August 8, 2002
Taking It to the Streets
For years, an empty lot in Van Nuys was gathering garbage, used appliances, old furniture and was a "home" for the homeless and their shopping carts. Distraught neighbors were constantly calling the police and city officials, but to no avail. As the years passed, the problem grew worse and the neighbors more agitated.
Then last March, Los Angeles City Attorney Rocky Delgadillo launched the Neighborhood Prosecutors Program, assigning one veteran prosecutor to each of the city's 18 Police Department divisions. Some of the opponents were Jews, bringing with them the desire to fight for social justice. The idea of the project was for prosecutors to become involved with quality-of-life issues in the community before they got into the courtroom. Prosecutors would then team with LAPD senior lead officers, and work with city officials, neighborhood groups and various city agencies to address problems such as speed racing, prostitution, vagrancy, trash and graffiti.
Delgadillo believed that neighborhood prosecutors, working with the police, could bring about change more effectively than after a case had arrived on their desks. So far, he's been right. The program has been so successful that this past June, at an official ceremony in Watts, Mayor James Hahn unveiled the program's budget for the 2002-2003 fiscal year.
As for the empty lot, neighborhood prosecutors for the Van Nuys division, Liora Forman-Echols and Tamar Galatzan, were able to cut through years of red tape. "We sat down with everyone who had any kind of jurisdiction over that area, and asked, 'What do we need to do?'" said Galatzan, who was job sharing with Forman-Echols. "It took a lot of phone calls and involvement of several agencies, but the empty lot is now fenced and clean. No one before had been empowered to lock all the players in one room and say, 'Let's clean this up, because the community deserves it to be clean.'"
Both Galatzan and Forman-Echols knew immediately upon hearing about Delgadillo's project that it was something they wanted to try. Forman-Echols was the third generation of a Jewish family that had served its community -- her grandfather and father before her were both law enforcement officers.

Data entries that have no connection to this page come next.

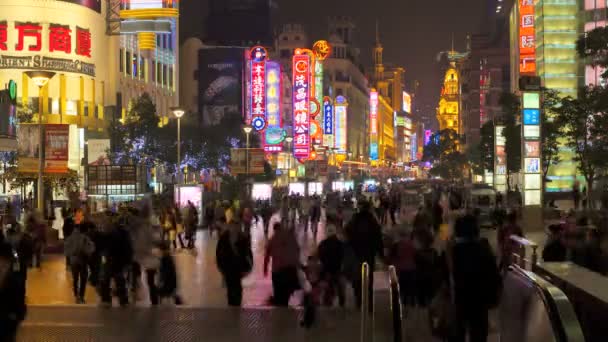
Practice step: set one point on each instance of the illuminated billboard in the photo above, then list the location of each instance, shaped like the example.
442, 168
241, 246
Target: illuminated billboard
527, 41
407, 102
258, 88
301, 106
341, 110
274, 134
373, 122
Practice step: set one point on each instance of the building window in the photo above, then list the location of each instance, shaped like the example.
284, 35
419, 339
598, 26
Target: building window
128, 65
121, 60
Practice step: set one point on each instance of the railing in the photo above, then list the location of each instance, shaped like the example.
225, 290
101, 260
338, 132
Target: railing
396, 307
549, 315
519, 254
365, 329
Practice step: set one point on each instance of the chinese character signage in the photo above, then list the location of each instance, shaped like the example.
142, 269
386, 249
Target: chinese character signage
531, 148
527, 42
258, 88
341, 110
273, 104
40, 39
56, 152
301, 106
373, 124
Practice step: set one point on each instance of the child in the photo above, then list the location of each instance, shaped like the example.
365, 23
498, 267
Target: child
167, 286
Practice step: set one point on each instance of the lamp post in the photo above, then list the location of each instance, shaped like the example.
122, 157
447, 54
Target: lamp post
178, 112
40, 79
289, 141
247, 129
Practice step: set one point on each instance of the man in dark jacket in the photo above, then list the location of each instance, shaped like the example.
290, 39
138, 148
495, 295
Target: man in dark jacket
331, 255
364, 235
476, 280
12, 292
115, 257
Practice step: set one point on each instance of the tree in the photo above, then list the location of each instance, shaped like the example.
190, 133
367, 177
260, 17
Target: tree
512, 132
594, 46
550, 131
135, 140
582, 123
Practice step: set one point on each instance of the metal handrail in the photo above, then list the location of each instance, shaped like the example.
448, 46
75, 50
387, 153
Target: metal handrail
563, 317
519, 255
396, 307
364, 301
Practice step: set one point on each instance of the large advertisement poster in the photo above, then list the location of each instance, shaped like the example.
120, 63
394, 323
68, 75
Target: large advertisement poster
56, 154
28, 148
219, 80
95, 5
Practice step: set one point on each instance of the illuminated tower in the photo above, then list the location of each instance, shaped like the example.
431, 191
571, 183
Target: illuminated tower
448, 112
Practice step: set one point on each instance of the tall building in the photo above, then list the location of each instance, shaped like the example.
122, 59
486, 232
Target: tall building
101, 53
448, 111
344, 77
239, 23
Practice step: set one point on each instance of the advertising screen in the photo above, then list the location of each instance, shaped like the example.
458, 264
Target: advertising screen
531, 117
220, 77
531, 100
407, 102
531, 131
532, 182
532, 165
532, 149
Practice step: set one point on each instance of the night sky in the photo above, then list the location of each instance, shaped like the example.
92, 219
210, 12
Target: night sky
412, 32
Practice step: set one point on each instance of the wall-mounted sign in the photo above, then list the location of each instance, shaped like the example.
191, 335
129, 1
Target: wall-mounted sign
341, 127
373, 124
531, 131
531, 116
532, 149
301, 106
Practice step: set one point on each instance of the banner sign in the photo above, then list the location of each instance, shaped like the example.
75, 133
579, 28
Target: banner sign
301, 106
238, 161
373, 122
56, 152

When it came time for Forman-Echols to join the force, though, her mother forbade it: "Nice Jewish girls become lawyers," and so, she did. As a prosecutor, Forman-Echols found herself far from the community activism that she longed for. "In court, things are filtered down to us, but here was a great opportunity to do something different, in a direct way to help the community."
Last March, Forman-Echols signed on as the new L.A. deputy city attorney for the Van Nuys division -- a division that spans 40 square miles and has been plagued by many long-term community woes. This June, as she prepared for maternity leave, she handed the mantle over to Galatzan, who had been on leave to have a baby.

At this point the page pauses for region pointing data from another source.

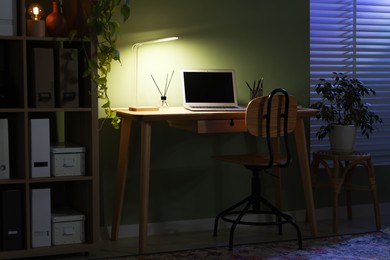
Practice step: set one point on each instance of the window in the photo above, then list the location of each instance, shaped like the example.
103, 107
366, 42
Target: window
353, 37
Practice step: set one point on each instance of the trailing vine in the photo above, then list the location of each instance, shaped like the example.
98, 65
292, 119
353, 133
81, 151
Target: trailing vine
105, 30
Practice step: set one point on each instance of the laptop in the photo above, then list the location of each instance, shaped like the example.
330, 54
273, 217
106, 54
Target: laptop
210, 89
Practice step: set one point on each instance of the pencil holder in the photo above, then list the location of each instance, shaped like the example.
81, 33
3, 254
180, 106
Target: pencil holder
255, 93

For Galatzan, this program has been a great opportunity to work proactively on quality-of-life issues and to return to her first love of community service.
"It's a great opportunity to work with a whole team -- law enforcement, chamber of commerce, homeowners association, neighborhood watch groups and business concerns -- to solve problems before they reach the level of prosecution."
As a team member, Galatzan explained, the deputy city attorneys must wear a number of different hats and be able to work on a grass-roots level, mingling with the community. Neighborhood prosecutors don't carry all the weight, but what weight they do, goes a long way. She's found since being on the job that the community has been overwhelmingly welcoming. "They're a little skeptical at first, but after seeing what we can do, they like having us there."
Angelenos, like Nancy Lamb of Venice, have been writing letters to the Los Angeles Times describing just how well the Neighborhood Prosecutor's program is working. "I was elated that someone in city government actually responded to my plea [about parking violations in her neighborhood] and took on the responsibility of fixing the problem," Lamb wrote. "Delgadillo should be commended for instituting such an innovative and effective program."
Even though Delgadillo initiated the program, he doesn't take all the credit, citing that the community has a part as well. "When you solve neighborhood quality-of-life issues, the people help you solve the bigger issues," Delgadillo told The Journal.
"I give Rocky Delgadillo an A for this program," Forman-Echols said. "He's passionate, committed and comes through. He realized the need for [neighborhood prosecutors] by getting this program up and running. It's been the greatest step in improving lives for all Angelenos."